Il se fit un instant de surprise et de gêne. La jeune fille, accourue avec son air riant, était devenue grave devant cette soutane, sourdement hostile. Et le prêtre vit qu’il devait se nommer.

— Je suis l’abbé Pierre Froment.

Aussitôt, elle retrouva son sourire de bienvenue.

— Ah ! je vous demande pardon, monsieur… J’aurais dû vous reconnaître, car je vous ai vu un jour saluer Guillaume en passant.

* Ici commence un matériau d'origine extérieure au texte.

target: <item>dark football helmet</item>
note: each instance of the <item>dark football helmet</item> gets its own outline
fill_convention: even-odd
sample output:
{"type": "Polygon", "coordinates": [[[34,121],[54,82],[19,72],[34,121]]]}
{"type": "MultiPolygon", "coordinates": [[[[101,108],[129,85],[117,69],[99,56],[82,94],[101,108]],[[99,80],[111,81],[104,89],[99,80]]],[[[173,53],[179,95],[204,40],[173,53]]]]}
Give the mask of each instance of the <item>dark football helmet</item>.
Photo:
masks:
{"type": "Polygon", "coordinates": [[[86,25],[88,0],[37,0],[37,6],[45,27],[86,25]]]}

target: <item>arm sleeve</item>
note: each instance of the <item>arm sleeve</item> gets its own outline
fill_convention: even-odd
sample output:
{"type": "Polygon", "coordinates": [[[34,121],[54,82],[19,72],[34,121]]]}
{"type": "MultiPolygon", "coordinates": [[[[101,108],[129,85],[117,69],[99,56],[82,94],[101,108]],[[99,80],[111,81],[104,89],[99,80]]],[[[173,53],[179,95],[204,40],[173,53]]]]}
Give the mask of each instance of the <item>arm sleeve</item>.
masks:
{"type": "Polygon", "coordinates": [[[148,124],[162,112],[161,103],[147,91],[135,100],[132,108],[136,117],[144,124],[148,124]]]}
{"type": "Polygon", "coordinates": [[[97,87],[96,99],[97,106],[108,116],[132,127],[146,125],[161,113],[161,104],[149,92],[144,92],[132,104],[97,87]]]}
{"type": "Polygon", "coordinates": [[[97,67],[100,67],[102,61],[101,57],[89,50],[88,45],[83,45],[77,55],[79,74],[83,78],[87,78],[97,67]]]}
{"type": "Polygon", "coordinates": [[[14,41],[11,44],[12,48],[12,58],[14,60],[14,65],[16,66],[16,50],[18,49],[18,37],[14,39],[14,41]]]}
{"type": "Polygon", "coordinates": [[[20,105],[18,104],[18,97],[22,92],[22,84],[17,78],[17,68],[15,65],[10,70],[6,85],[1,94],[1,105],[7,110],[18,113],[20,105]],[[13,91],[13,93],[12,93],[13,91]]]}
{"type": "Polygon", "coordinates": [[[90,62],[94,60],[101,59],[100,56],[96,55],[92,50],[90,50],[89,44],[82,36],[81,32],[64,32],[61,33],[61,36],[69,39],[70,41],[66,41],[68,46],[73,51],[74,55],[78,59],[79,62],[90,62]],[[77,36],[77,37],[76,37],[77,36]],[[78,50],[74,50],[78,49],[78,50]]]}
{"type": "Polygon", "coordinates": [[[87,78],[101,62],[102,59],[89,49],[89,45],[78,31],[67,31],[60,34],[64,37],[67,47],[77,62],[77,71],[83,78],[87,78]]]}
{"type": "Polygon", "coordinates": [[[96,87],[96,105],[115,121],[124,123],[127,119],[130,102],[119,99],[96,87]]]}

Elle disait Guillaume. C’était donc Marie. Et Pierre, étonné, la regarda, la trouvant tout à fait différente de ce qu’il se l’imaginait. Elle n’était pas grande, de taille moyenne, mais de corps vigoureux, admirablement fait, les hanches larges, la poitrine large, avec une gorge petite et ferme de guerrière. On la sentait saine, de muscles solides, à sa démarche droite et aisée, d’une grâce adorable de femme dans sa force. C’était une brune à la peau très blanche, coiffée d’un lourd casque de superbes cheveux noirs, qu’elle nouait négligemment, sans coquetterie compliquée. Et, sous les bandeaux sombres, le pur front d’intelligence, le nez de finesse, les yeux de gaieté, prenaient une vie intense ; tandis que le bas un peu lourd de la physionomie, les lèvres charnues, le menton grave, disaient sa tranquille bonté. Elle était sûrement sur la terre, avec la promesse de toutes les tendresses, de tous les dévouements. Une compagne.

Mais Pierre, dans cette première rencontre, ne la voyait que trop bien portante, d’une paix trop sûre d’elle-même, avec ses épais cheveux débordants, avec ses bras magnifiques, d’une nudité si ingénue. Elle lui déplut, elle l’inquiéta, comme une créature différente, qui lui restait étrangère.

— C’est justement mon frère Guillaume qui m’envoie.